Tonio L. Alarcón (Barcelona, 1976) es periodista y crítico de cine.

Licenciado en Periodismo por la Universidad Autónoma de Barcelona. Escribió sus primeras críticas para la revista on-line Joined! y el programa radiofónico Fora d’Hores. Desde 2005 su trabajo aparece regularmente en las revistas cinematográficas Dirigido por e Imágenes de Actualidad, en la cual actualmente se encarga de coordinar la redacción.
Escribe críticas y reportajes cinematográficos en las revistas DeCine, Scifiworld Magazine, Miradas de Cine y Numerocero. Ha escrito también sobre cine en el suplemento Cultura/s de La Vanguardia, en la revista [Oxígeno] y en las páginas web Supernovapop y We Love Cinema. Participa de forma habitual en las publicaciones del Festival de Sitges y de Donostia Kultura (Semana de Cine Fantástico y de Terror de San Sebastián y ciclos Nosferatu). Ejerce, además, como profesor de los Estudios de Crítica Cinematográfica de la escuela La Casa del Cine, realiza cursos monográficos para la tienda The Cine, ha intervenido como ponente en el Máster en Producción y Comunicación Cultural de la Facultat de Comunicació Blanquerna, ha colaborado en las ediciones en DVD de Avalon Productions y Versus Entertainment, y ha trabajado en diversos proyectos para Friki Films.

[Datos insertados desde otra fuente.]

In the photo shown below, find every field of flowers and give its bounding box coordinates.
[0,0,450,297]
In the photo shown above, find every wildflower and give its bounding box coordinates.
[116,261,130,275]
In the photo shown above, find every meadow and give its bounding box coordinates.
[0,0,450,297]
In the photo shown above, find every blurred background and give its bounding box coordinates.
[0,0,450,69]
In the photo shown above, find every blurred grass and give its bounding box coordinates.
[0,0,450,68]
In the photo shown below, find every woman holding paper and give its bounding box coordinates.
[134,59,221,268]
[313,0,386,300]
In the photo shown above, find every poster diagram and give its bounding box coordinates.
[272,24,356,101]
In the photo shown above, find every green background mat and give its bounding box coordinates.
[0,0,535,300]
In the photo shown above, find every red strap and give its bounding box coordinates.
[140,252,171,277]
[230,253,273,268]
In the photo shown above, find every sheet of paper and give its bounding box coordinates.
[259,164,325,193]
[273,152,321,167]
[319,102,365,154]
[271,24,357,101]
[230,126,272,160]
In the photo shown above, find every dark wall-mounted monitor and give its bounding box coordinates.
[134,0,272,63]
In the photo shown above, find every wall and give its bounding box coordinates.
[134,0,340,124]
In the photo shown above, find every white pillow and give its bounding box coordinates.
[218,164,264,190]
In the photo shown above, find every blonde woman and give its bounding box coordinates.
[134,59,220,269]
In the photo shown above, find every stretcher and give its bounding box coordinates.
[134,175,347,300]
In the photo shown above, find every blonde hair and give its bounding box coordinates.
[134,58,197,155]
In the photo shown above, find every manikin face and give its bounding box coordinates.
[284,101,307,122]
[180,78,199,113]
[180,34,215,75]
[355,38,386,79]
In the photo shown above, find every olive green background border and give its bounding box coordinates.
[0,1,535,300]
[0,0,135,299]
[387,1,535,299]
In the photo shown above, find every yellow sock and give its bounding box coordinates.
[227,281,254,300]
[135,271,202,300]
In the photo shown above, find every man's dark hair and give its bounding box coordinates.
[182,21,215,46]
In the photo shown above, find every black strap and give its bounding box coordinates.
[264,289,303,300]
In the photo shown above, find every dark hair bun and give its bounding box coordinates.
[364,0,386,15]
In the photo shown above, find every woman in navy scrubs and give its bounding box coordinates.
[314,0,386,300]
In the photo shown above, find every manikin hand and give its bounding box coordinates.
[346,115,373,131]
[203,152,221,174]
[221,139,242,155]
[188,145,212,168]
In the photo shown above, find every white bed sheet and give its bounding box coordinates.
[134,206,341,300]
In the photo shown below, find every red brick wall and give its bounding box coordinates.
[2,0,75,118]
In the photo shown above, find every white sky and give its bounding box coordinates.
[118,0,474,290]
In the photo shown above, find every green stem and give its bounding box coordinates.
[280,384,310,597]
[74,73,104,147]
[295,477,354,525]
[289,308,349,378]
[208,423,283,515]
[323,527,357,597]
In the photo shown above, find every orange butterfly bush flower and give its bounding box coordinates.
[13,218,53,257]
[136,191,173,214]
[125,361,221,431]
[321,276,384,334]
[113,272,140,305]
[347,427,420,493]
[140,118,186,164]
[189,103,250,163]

A partir de aquí, la primera entrevista que le haremos, realizada por Henrique Lage.

¿Está afectando la profusión de crítica amateur on-line al respeto y confianza en el crítico profesional y los medios escritos?

Afecta en la misma medida que la aparición de los medios on-line ha provocado un auténtico terremoto en el mercado de las publicaciones escritas que, además, se ha agravado con la crisis económica que estamos sufriendo. Me refiero que a la gente tiende cada vez más a “lo gratis”, sobre todo ahora que hay que apretarse el cinturón casi hasta el ahogo. Así que llevar revistas al kiosco cada vez es menos rentable: veremos si, en un margen de uno o dos años, no caen algunas cabeceras cinematográficas con cierto renombre.
Y en cuanto al surgimiento de nuevos críticos, lo cierto es que siempre he visto la multiplicación de las revistas de cine on-line como un fenómeno paralelo al de los viejos fanzines. Todos hemos de empezar por algún lugar, y es lógico y, de hecho, muy sano, que vayan surgiendo recambios para los críticos más veteranos.

¿Cómo puede adaptarse el crítico al nuevo superespectador, tan consciente e informado gracias a la red?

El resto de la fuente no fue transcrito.